では、類書とどこが違うのかと言えば、著者の考古学者、山本孝文さんが比較的若いことだろう。1974年生まれ。しかも日韓両方で学び教えている。
山本さんは日大文理学部を卒業後、韓国の釜山大学校大学院博士課程を修了、博士号を取得した。高麗大学校で教え、2013年から日大文理学部で教授をしている。最近、日韓両方で学ぶ考古学や古代史の研究者が増えているそうだが、山本さんもその一人なのだ。教授になるのも早く、気鋭の学者のようだ。
本書では、「日韓交流史と考古学」「百済と新羅の考古学」などが広範囲に論じられている。比較的新しいところで、読者の興味をそそるのは「前方後円墳」に関する部分だろう。
戦前の日韓併合時代から、多少は言及されていたようだが、本格的に論じられるようになったのは1980年代から。一時はかなりの前方後円墳が韓国側にあると言われたが、その後の調査で多くが否定された。現在確認されているのは十数基という。
よく知られているように、前方後円墳は日本列島特有の形式。それが韓国側にもあるのはどういうことか。一つの見方では、韓国側から日本に伝わったということがあり得るし、もう一つは、逆に日本から流入したとも考えられる。近年の研究を踏まえ著者は、韓国側の前方後円墳の出現が、日本列島よりも遅れていることは明らか、日本列島内部では弥生墳丘から前方後円墳への連続性が確認できる、したがって日本の前方後円墳の起源を外部に求める必要はないとする。
次に問題になるのは、韓国側の前方後円墳に埋葬されているのは誰かということ。在地の首長説もあれば、海を渡った倭人説もある。著者は「最難題」としており、考古資料に基づいた忠実な検討が必要、と冷静だ。
韓国側で見つかっている前方後円墳は、日本のものと比べると、中小型。しかし韓国側の他の古墳と比べるときわめて大きい。韓国側の古墳の石室の壁は白く塗られていることが多いが、韓国で見つかった前方後円墳の石室はたいがい、日本のものと同じく朱に塗られている。しかし、対馬にはない前方後円墳が、なぜ韓国側に出現するのかという謎もある。

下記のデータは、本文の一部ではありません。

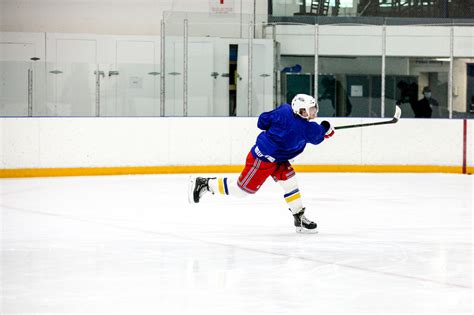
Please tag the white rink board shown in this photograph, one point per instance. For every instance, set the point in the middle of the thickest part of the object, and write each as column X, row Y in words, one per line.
column 116, row 142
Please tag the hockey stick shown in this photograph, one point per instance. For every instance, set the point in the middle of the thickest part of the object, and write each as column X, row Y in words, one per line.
column 396, row 117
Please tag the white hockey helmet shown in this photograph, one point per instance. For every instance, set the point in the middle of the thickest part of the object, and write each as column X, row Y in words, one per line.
column 303, row 101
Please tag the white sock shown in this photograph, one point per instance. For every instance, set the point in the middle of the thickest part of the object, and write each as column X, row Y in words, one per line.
column 292, row 194
column 226, row 186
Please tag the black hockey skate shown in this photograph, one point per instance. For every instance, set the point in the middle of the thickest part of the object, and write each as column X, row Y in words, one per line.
column 198, row 186
column 303, row 224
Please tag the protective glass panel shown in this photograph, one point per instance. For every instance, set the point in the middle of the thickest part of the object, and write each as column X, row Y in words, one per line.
column 418, row 85
column 72, row 89
column 351, row 85
column 14, row 88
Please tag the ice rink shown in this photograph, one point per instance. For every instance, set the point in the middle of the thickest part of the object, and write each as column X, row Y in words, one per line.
column 387, row 244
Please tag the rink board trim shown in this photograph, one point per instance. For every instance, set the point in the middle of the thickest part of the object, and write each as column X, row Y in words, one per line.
column 96, row 171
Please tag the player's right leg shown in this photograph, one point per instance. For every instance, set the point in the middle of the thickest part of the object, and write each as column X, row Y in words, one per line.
column 285, row 176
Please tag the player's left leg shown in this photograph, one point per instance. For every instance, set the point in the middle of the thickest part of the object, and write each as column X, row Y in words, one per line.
column 285, row 176
column 249, row 182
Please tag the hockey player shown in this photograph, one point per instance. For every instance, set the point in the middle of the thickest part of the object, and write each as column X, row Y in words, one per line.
column 286, row 131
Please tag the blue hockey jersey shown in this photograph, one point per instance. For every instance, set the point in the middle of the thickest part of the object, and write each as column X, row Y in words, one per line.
column 284, row 135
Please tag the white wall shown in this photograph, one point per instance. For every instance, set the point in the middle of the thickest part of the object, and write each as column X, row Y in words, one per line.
column 118, row 142
column 138, row 17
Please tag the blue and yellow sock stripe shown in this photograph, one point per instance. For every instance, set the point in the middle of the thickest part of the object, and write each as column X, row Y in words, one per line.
column 222, row 184
column 292, row 195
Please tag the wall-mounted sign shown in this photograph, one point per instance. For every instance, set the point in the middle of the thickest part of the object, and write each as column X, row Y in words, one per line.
column 221, row 7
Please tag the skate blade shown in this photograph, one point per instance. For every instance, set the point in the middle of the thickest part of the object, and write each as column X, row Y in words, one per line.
column 192, row 180
column 306, row 231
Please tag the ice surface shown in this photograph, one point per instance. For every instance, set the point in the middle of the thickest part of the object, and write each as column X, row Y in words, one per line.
column 387, row 243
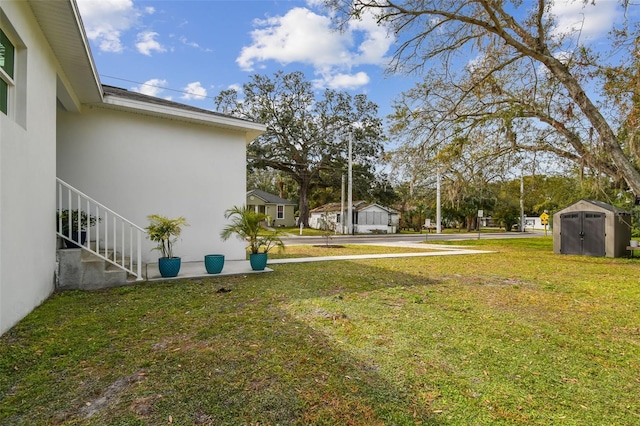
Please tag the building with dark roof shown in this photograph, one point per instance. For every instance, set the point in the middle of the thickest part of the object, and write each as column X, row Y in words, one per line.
column 281, row 212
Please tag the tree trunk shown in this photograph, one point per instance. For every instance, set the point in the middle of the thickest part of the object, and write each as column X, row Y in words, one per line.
column 303, row 206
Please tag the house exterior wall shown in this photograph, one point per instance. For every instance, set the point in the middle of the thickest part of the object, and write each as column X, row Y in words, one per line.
column 288, row 219
column 373, row 218
column 27, row 171
column 139, row 165
column 316, row 220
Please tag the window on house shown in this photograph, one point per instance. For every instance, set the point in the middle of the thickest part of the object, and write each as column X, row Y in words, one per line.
column 7, row 53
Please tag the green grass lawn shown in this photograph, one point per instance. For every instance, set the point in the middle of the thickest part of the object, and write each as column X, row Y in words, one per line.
column 521, row 336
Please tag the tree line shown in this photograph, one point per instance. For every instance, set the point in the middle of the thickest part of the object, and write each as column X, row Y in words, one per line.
column 502, row 90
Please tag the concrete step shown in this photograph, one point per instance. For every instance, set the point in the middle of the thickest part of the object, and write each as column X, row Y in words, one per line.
column 80, row 269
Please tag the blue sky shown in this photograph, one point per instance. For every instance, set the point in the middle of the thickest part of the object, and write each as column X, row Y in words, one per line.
column 189, row 50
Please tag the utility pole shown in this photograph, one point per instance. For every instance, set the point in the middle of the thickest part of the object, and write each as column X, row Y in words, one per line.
column 438, row 211
column 342, row 226
column 350, row 188
column 522, row 202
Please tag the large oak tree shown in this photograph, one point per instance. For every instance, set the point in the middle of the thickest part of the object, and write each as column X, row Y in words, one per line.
column 505, row 69
column 305, row 136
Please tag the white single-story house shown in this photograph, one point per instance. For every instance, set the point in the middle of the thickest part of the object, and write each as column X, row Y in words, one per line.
column 133, row 154
column 367, row 217
column 281, row 212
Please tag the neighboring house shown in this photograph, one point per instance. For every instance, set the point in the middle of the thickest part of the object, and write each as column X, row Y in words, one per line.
column 135, row 154
column 280, row 211
column 367, row 217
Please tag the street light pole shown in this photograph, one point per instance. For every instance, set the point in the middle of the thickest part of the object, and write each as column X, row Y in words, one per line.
column 438, row 211
column 350, row 188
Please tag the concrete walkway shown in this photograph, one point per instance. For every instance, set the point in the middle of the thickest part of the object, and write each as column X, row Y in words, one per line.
column 242, row 267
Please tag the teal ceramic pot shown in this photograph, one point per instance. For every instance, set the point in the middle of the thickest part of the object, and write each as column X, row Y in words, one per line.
column 214, row 263
column 258, row 261
column 169, row 266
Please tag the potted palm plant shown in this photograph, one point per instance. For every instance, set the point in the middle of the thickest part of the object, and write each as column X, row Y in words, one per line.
column 69, row 221
column 246, row 224
column 165, row 232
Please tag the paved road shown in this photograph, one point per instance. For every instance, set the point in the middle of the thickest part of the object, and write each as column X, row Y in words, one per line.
column 413, row 238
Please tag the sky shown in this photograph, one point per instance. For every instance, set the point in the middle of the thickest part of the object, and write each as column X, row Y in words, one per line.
column 189, row 50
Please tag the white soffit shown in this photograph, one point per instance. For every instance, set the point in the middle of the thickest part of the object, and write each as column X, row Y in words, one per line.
column 62, row 26
column 251, row 129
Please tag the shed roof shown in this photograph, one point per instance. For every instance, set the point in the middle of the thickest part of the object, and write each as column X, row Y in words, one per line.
column 602, row 205
column 269, row 198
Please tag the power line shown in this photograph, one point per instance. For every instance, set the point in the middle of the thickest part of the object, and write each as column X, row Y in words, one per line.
column 158, row 87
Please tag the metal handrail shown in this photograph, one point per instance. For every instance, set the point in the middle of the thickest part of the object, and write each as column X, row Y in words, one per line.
column 120, row 235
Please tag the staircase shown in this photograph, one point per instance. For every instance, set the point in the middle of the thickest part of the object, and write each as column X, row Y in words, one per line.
column 111, row 255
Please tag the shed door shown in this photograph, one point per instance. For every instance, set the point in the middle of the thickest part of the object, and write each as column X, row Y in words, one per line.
column 582, row 233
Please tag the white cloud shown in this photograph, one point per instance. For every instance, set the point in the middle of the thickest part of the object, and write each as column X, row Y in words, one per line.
column 147, row 43
column 106, row 20
column 342, row 81
column 591, row 20
column 194, row 91
column 304, row 36
column 154, row 87
column 186, row 42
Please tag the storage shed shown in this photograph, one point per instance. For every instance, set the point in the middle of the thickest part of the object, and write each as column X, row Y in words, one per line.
column 592, row 228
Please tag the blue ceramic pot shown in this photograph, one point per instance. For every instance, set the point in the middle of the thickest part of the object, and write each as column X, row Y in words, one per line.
column 258, row 261
column 169, row 266
column 214, row 263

従来の交流史研究では、高句麗、新羅、百済と倭国との関係が注視されがちだが、本書では百済の南側に当たる「栄山江流域」について特にスポットを当てている。前方後円墳が多いのも、この地域だ。古代の日本と最も関係が深い地域として、今後の研究が待たれるということがよく分かった。

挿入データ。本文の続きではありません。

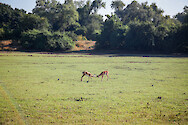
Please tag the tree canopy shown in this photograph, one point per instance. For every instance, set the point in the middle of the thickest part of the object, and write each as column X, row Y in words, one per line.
column 134, row 27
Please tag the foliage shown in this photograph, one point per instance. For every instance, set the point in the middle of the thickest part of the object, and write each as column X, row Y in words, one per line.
column 47, row 89
column 45, row 40
column 135, row 27
column 60, row 16
column 145, row 29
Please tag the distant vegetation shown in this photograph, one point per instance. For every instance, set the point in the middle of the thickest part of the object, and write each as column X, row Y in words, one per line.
column 134, row 27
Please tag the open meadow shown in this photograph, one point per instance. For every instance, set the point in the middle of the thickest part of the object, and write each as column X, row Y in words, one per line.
column 43, row 89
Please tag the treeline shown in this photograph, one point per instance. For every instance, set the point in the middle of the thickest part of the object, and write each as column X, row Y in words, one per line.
column 55, row 26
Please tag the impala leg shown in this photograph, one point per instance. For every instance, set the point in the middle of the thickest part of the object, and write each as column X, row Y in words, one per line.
column 102, row 78
column 82, row 77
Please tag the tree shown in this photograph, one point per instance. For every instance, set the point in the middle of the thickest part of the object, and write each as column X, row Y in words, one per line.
column 118, row 5
column 60, row 16
column 113, row 33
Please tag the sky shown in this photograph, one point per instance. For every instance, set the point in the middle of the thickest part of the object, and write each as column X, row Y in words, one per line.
column 170, row 7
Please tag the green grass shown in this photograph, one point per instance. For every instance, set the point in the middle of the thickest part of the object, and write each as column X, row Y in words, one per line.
column 30, row 92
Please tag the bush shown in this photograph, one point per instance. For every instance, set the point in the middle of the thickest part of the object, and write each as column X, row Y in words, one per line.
column 60, row 41
column 45, row 40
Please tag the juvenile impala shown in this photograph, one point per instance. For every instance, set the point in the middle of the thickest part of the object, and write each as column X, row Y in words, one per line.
column 88, row 74
column 103, row 73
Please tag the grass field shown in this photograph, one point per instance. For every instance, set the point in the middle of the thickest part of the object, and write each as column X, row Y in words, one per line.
column 46, row 89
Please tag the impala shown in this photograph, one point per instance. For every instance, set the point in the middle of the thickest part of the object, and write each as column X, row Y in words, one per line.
column 103, row 73
column 88, row 74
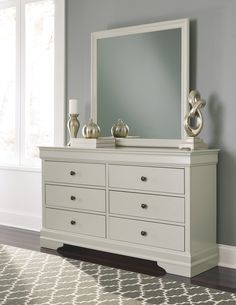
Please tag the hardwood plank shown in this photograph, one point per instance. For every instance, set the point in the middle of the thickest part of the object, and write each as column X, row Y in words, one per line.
column 218, row 277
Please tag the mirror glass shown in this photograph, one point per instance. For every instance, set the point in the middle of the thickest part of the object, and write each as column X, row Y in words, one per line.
column 138, row 77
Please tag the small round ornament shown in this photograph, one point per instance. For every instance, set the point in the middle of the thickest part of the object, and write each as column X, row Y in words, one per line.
column 91, row 130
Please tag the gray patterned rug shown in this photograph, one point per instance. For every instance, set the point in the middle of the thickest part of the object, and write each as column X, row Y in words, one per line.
column 34, row 278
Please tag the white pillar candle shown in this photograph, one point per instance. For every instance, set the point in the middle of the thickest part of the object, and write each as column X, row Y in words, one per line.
column 73, row 106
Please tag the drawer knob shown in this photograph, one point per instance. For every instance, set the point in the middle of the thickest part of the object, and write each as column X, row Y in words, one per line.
column 144, row 206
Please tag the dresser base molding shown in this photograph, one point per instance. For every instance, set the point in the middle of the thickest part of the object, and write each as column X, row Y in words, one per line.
column 173, row 262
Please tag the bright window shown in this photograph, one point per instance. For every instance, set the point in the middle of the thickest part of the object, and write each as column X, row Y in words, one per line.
column 31, row 69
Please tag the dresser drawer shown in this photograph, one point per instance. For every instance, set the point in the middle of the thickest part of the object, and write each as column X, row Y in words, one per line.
column 147, row 233
column 149, row 206
column 75, row 222
column 76, row 173
column 166, row 180
column 75, row 198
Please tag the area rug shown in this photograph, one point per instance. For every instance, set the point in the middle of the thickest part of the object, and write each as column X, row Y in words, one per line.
column 34, row 278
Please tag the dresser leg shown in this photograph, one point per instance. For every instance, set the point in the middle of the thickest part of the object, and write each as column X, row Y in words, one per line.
column 50, row 243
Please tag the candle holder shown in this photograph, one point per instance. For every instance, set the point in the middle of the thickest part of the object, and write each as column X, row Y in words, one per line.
column 73, row 126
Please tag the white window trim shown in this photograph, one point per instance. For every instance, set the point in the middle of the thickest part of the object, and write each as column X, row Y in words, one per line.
column 59, row 76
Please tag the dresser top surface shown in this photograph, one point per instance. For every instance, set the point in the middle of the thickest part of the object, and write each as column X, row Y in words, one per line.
column 132, row 150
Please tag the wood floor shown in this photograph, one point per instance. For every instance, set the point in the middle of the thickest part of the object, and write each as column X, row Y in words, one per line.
column 218, row 277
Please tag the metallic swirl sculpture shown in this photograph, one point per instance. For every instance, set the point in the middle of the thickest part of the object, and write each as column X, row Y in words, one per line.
column 193, row 121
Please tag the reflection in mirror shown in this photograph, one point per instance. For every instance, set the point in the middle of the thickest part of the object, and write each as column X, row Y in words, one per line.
column 139, row 78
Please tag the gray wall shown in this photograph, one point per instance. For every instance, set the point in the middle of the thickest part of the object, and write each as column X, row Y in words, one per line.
column 212, row 71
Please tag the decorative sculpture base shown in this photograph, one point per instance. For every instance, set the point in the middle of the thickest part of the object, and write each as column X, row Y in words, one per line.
column 193, row 143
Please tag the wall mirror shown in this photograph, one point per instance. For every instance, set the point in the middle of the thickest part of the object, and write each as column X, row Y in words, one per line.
column 141, row 75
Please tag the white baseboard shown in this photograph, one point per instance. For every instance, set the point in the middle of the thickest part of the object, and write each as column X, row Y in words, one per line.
column 22, row 221
column 227, row 256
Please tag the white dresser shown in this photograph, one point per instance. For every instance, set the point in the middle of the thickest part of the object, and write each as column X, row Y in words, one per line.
column 156, row 204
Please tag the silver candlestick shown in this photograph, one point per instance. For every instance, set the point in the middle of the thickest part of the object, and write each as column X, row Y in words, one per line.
column 73, row 126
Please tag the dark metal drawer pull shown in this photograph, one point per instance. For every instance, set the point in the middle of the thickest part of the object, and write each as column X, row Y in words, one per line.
column 144, row 206
column 143, row 233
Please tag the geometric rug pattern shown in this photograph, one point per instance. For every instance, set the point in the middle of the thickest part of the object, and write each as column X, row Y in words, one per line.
column 34, row 278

また、日本列島への渡来文化と、日本側から韓国に渡った倭系文物の違いも勉強になった。前者は仏教や漢字や鉄生産、カマド付きの住宅など体系的・恒常的に流入して根付いた。後者は断片的・散発的で定着しなかった。例えば、倭系の墓制は限定された一時期に現れ消えたようだ。
本書は、書名を「朝鮮半島」ではなく、韓国の通例に従い「韓半島」としている。叙述の対象が現在の韓国のエリアで、韓国考古学の成果を活用していることなどによる。巻末には詳細な索引も掲載されている。中公叢書ということもあり、最新の研究を日韓の複眼でバランスよく知ることができる一冊と言えるだろう。